I lay in the bed and wait for the meds to kick in. After an hour , I asses if they are working well enough and whether or not I need to take another anti-inflammatory pill or if I need the muscle relaxer.

I try to take the minimum that will work, because I need to be able to function to take care of my kids.

I cannot go anywhere for hours, as far as leaving the house. The times that I had to leave within the first hour, were stories of extreme difficulty and probably unsafe driving, due to the pain level.

After the meds kick in a little, I have to walk around slowly and try to do some yoga stretches. I will tell you that yoga stretches can do wonders, once you can move at all.

Here are the Yoga Stretches I Do

1. Mountain pose – standing upright

2. Slowly reach down towards my toes – I repeat this several times. Each time I can get down a little farther

3. squat with feet between hands

4. Cobra – lay flat on stomach on the floor. Press hands to the floor and push with your hands to stretch up the head and upper back, while leaving the hip bones on the floor

5. repeat the cobra as many times as i can, very slowly

6. Twists  of the  hips –  lay on back, Bring knees up to chest. Take the knees to the right and your head and chest to the left. The bring the knees up to the chest and bring the knees to the left while the head and neck go to the right. This twist helps a lot for the lower back and the hips, where i have a lot of pain.

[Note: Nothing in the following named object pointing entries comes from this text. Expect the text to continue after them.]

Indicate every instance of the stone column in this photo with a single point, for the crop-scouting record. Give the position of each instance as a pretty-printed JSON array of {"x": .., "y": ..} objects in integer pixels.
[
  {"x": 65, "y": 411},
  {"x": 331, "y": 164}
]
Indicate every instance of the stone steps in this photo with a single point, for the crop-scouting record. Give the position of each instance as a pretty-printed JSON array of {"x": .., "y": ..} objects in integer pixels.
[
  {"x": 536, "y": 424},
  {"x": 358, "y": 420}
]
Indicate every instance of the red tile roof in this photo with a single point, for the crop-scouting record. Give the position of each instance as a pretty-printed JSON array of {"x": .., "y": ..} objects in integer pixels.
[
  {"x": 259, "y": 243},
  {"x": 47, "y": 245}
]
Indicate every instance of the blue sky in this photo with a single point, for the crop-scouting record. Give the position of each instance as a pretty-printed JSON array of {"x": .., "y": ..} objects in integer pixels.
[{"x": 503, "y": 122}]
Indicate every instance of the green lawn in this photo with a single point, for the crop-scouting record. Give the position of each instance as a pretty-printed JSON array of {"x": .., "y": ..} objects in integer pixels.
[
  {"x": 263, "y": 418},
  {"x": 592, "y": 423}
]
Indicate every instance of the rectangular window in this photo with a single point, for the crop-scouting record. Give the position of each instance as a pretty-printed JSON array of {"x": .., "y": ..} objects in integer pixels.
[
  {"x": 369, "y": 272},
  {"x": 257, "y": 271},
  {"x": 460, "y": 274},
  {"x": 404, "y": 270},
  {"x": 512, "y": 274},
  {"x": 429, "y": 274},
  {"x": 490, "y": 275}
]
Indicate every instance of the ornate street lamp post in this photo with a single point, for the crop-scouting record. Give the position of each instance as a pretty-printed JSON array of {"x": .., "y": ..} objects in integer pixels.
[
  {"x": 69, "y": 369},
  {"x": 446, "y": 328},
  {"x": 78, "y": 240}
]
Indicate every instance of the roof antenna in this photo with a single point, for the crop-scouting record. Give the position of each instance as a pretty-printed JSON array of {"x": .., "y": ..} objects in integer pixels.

7. Warrior poses –  warrior pose 1 and warrior pose 2. I used to be able to do warrior pose 3, but it is too difficult for the morning. I cannot balance it.

These stretches help. You must do the slowly and with attention being paid to your body, in order to respect any limitation, which can vary from one day to the next.

Once i do the yoga, I sit in the bed and blog for a while, hoping for the pain meds to kick in more. On bad days I have to take more gabapentin (neurontin for nerve pain) or I have to take extra aleve, which I try to keep to a reasonable amount because it can cause other problems. 

Sometimes I have to take the muscle relaxer but I try the yoga first because the tizanidine can make me sleepy or sluggish.

I may make a video of my routine, although I am no expert on yoga. But I do know what helps me.

You can try ice on very painful areas. Ice helps to numb pain and reduce inflammation.

You can try heat, like a heating pad, or a rice bag in the microwave for 2 minutes. You can out regular dry rice into a sock. No more that 2 minutes in the microwave and better to do 1 minute and then 30 second increments.